A (com)pressing problem

I have a toddler. I knew I'd signed up for some horrible stuff when we had him: Pooey nappies? Yes. Sleepness nights? Tantrums? Of course. But singing! I never expected so much singing! We sing at his playgroup, we sing watching Cbeebies, we even sing at his swimming club... If you don't like singing it's all rather boringly repetitive. Whether it's "10 green bottles", "5 little speckled frogs", "Row, row, row your boat" or "The wheels on the bus", you end up singing the same things over and over...and over and over again. If only we could cut some of the repetition! That sounds like a job for some computer science.

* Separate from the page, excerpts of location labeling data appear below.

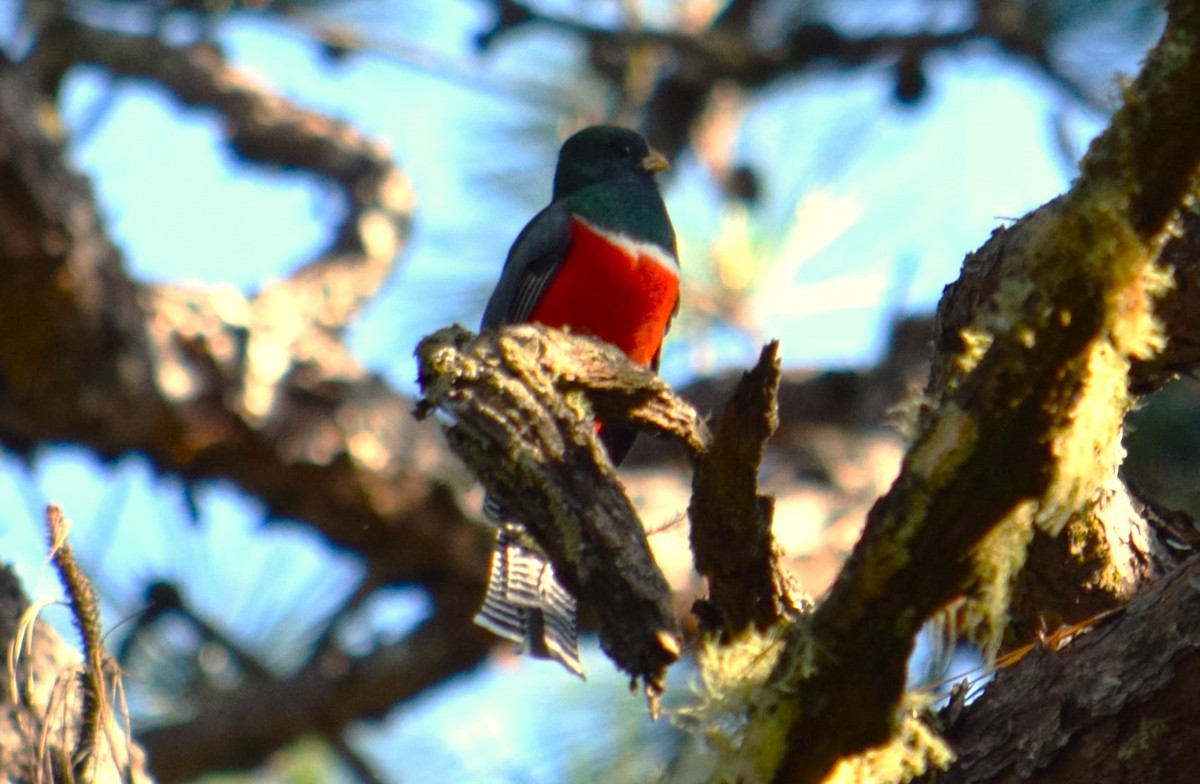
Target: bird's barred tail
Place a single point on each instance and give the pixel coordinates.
(526, 604)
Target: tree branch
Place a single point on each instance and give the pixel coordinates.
(523, 428)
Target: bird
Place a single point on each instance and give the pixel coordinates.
(599, 259)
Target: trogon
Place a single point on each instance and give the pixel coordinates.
(600, 259)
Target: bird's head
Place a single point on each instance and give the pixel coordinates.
(604, 154)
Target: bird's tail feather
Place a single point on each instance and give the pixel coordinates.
(526, 604)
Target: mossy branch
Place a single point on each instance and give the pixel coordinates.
(523, 402)
(1021, 422)
(731, 537)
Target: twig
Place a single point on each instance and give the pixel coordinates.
(85, 615)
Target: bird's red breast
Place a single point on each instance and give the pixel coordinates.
(613, 287)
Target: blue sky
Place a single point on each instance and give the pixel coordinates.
(891, 199)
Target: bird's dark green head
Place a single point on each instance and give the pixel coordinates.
(604, 154)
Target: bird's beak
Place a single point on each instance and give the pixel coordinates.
(655, 162)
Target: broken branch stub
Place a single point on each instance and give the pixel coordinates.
(521, 406)
(731, 522)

A key computer science breakthrough that we all rely on is being able to shrink repetitive things down. Whether it's streaming music or movies, sharing photos or just words, if we are to send large amounts of data across the Internet, we need to do it as efficiently as possible. How? The clue is in those children's songs. Like the songs, most data is highly repetitive and we can make use of that. Before sending a file we can look for repetition and shrink it. It's called data compression. By sending less we can do it quickly.

One of the simplest ways to compress data is to look for sequences of repeated things and just replace them with one copy together with the number of times it appears. This is obviously useful for compressing images. At its simplest, a digital image is just a long series of symbols indicating the colours of each pixel. Since colours tend to stick together in images, the same symbols are likely to appear together a lot. Take that beach photo I took on holiday. It has a bright blue sky with only a wisp of cloud. Suppose blue is represented by B and white by W then the top line of pixels might be something like

BBBBBBBBBBBBBBBBWWWWBBBBBBBB

Rather than storing or compressing all those characters, we could instead just send:

16B4W8B

It says there is a run of 16 Bs followed by 4 Ws and then 8 Bs. The original 28 characters have been compressed to only 7 without losing any information at all. This kind of compression is called run-length encoding.

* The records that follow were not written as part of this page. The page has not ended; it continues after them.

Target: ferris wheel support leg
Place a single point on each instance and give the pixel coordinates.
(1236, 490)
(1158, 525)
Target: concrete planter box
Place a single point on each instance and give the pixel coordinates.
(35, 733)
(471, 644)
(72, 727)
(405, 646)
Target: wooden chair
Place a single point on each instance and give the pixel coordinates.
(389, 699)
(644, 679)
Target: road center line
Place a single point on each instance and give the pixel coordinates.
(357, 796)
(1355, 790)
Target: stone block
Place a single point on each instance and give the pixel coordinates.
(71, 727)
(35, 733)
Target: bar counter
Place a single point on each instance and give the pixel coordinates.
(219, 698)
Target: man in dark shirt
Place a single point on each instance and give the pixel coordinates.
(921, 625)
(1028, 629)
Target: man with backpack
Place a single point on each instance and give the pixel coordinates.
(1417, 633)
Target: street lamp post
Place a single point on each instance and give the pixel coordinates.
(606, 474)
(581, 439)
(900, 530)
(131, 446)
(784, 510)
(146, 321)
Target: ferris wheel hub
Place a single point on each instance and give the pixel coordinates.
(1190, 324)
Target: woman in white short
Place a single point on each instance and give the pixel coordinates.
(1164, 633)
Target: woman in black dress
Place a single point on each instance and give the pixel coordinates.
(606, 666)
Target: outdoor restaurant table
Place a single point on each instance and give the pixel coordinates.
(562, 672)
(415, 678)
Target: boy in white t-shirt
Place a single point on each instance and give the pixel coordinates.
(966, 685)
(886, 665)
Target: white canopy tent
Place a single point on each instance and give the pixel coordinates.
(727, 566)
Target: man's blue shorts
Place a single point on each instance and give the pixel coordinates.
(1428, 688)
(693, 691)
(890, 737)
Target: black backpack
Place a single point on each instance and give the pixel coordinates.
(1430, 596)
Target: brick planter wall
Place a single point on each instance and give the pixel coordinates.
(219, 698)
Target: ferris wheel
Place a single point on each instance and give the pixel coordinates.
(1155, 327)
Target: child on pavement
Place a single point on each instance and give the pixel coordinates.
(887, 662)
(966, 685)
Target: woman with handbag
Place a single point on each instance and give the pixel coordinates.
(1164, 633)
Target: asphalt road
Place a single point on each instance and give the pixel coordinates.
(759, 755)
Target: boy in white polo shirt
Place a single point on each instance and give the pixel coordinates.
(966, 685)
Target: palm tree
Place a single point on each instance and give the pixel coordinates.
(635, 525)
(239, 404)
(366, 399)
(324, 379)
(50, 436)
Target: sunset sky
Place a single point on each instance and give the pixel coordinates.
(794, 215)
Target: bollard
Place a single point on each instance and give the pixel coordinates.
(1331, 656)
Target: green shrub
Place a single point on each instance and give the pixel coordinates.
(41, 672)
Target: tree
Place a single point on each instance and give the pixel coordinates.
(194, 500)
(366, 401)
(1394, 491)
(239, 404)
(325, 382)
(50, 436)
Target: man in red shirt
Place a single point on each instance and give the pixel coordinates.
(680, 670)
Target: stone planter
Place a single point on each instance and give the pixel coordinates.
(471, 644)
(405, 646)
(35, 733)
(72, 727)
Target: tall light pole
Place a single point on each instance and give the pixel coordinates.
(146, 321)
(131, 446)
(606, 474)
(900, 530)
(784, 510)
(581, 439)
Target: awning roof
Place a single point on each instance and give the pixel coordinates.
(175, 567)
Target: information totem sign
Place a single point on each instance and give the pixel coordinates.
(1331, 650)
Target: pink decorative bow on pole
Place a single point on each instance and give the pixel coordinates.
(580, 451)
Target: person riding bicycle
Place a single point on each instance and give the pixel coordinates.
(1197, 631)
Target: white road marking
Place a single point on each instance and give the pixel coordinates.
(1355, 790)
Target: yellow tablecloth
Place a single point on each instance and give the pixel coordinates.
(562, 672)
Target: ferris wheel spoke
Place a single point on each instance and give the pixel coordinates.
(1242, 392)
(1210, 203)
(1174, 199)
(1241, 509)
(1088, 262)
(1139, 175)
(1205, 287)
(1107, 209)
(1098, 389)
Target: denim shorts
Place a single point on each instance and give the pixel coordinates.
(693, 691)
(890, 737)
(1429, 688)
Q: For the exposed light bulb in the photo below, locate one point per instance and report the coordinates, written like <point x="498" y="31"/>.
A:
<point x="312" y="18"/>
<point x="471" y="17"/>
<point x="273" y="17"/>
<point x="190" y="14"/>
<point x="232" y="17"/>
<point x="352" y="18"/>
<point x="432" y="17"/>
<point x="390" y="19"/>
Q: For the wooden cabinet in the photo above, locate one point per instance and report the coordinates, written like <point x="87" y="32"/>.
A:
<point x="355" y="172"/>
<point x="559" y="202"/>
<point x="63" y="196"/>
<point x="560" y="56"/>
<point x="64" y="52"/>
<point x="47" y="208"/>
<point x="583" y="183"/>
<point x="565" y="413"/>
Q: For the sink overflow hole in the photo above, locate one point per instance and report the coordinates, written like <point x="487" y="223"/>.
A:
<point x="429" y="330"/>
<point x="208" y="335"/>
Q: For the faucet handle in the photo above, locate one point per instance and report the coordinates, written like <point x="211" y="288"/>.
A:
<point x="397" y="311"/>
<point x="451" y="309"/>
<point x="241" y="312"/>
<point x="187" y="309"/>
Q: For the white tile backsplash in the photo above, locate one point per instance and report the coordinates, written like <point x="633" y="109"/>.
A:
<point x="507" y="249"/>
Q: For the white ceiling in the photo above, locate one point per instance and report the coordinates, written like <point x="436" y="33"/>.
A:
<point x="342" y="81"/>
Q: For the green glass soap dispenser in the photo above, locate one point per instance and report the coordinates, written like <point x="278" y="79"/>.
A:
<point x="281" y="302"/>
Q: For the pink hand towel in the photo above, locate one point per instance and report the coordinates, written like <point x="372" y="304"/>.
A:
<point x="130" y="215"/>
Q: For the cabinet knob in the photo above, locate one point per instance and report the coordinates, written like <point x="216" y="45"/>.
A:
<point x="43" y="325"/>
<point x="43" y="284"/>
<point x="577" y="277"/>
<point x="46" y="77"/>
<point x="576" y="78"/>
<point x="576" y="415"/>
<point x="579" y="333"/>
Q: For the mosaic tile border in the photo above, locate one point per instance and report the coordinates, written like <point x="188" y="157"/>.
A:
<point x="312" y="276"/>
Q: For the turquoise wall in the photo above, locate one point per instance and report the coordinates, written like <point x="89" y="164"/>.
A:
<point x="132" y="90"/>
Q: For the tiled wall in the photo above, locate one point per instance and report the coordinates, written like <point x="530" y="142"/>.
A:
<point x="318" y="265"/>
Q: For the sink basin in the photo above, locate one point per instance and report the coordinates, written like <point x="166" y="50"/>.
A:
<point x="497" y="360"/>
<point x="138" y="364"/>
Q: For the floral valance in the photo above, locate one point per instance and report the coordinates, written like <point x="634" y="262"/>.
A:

Wonderful. So lets look what happens when we apply it to a song.

"The wheels on the bus go round and round,
round and round,
round and round.
The wheels on the bus go round and round,
all day long."

The way it works is to first mix all the letters up

Let's look at one very repetitive line for starters:

"round and round"

Applying run-length encoding we get the new version:

1r1o1u1n1d1 1a1n1d1 1r1o1u1n1d

Oh! There's a problem! Even though it is very repetitive, there aren't actually any runs of repeated letters at all. Run-length encoding makes it twice as big not smaller!

The problem is that it is words that are repeated not adjacent characters. We could try and come up with a way to compress based on repeated words, but let's not give up on run-length encoding yet. Maybe we can improve things.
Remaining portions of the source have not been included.